Installing CDAP on Kubernetes

CDAP installation on Kubernetes was introduced in CDAP 6.2.3.

This document describes how to install CDAP on a Kubernetes cluster.

Dependencies

This section describes the infrastructure and software dependencies for operating CDAP in Kubernetes.

Kubernetes cluster

CDAP supports using Kubernetes (k8s) as the distributed resource manager. When CDAP is deployed to a k8s cluster, it spawns multiple Deployments and StatefulSets for running various CDAP services. The following diagram shows each of the CDAP services in the Kubernetes cluster:

The CDAP operator is responsible for deploying and managing all the CDAP services inside the cluster.
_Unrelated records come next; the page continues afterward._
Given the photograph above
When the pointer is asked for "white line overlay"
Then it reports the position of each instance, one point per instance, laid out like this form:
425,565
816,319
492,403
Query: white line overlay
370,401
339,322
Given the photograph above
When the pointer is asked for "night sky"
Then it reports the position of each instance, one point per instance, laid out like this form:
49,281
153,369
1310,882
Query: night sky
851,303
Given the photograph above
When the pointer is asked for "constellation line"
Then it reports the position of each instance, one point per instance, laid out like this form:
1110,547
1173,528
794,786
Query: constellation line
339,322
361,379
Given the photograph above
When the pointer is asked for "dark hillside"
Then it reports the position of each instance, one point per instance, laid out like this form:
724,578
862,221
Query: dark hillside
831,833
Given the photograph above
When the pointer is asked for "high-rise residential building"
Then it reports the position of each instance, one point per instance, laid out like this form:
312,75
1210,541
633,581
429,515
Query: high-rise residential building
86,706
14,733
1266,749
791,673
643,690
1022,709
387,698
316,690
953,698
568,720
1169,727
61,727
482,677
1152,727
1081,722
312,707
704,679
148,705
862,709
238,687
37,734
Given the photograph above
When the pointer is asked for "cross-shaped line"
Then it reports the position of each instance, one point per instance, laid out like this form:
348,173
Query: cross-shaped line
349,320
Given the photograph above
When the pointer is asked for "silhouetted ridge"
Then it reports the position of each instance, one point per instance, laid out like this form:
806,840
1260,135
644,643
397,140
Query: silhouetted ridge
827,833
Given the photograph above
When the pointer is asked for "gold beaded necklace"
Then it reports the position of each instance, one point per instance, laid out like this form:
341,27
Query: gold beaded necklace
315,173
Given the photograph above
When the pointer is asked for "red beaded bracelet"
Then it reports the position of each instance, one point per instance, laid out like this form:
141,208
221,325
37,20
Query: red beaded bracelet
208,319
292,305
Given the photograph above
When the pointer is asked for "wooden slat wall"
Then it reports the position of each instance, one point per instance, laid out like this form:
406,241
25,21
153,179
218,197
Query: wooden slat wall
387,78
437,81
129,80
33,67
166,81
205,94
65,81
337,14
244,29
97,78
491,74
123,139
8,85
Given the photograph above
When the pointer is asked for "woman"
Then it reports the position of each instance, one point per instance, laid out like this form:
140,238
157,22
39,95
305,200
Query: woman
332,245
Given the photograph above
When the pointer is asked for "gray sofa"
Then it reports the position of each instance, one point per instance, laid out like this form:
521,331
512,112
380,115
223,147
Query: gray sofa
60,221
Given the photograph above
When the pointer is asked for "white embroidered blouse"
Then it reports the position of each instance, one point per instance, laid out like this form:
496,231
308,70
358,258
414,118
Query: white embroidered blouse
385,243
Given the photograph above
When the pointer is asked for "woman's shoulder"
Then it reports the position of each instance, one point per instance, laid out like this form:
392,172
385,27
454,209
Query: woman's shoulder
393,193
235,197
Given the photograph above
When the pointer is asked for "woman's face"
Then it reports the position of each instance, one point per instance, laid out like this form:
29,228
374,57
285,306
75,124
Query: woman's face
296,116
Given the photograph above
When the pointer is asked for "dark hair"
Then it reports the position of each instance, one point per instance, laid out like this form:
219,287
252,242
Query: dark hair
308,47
The CDAP operator also supports managing multiple CDAP instances within the same k8s cluster. If multiple CDAP instances are deployed to the same k8s cluster, It is recommended to deploy them to different namespaces to provide better isolation.

Limitations

Currently CDAP only supports running one replica (pod) per service, except for the Preview Runner. Failure resiliency is handled by k8s to have pod restart upon failure. For pods created by StatefulSets, it relies on the infrastructure to have persistent volumes being re-mountable to the new pod, which potentially could be on a different machine.

Another limitation of operating CDAP in Kubernetes is that it does not support native compute profile. This means all user program executions are external to the Kubernetes cluster, and require a Hadoop cluster for program executions.

PostgreSQL database

CDAP needs a shared storage for its own metadata, such as deployed artifacts and applications, run histories, preferences, lineage information, and many more. Currently, CDAP supports both PostgreSQL and HBase as the metadata store. When running CDAP in Kubernetes, we recommend using PostgreSQL.

Elasticsearch

CDAP has support for metadata search, and it is backed by either Elasticsearch or HBase. In the Kubernetes environment, Elasticsearch is recommended. You can either configure CDAP to use an existing Elasticsearch cluster or run an Elasticsearch in Kubernetes by using the Elasticsearch Operator.

Hadoop Compatible File System (HCFS)

CDAP stores artifacts and runtime information through the HDFS API. Any of the HCFS implementations is supported.

Installation

This section describes the steps to deploy CDAP on Kubernetes.

Prerequisites

  • An operational Kubernetes cluster.

    • Recommended to have 64 GB of memory resources and 20 available virtual CPU for production deployment.

    • For better security, the Kubernetes cluster should have RBAC enabled.

    • Have kubectl set up to connect to the Kubernetes cluster.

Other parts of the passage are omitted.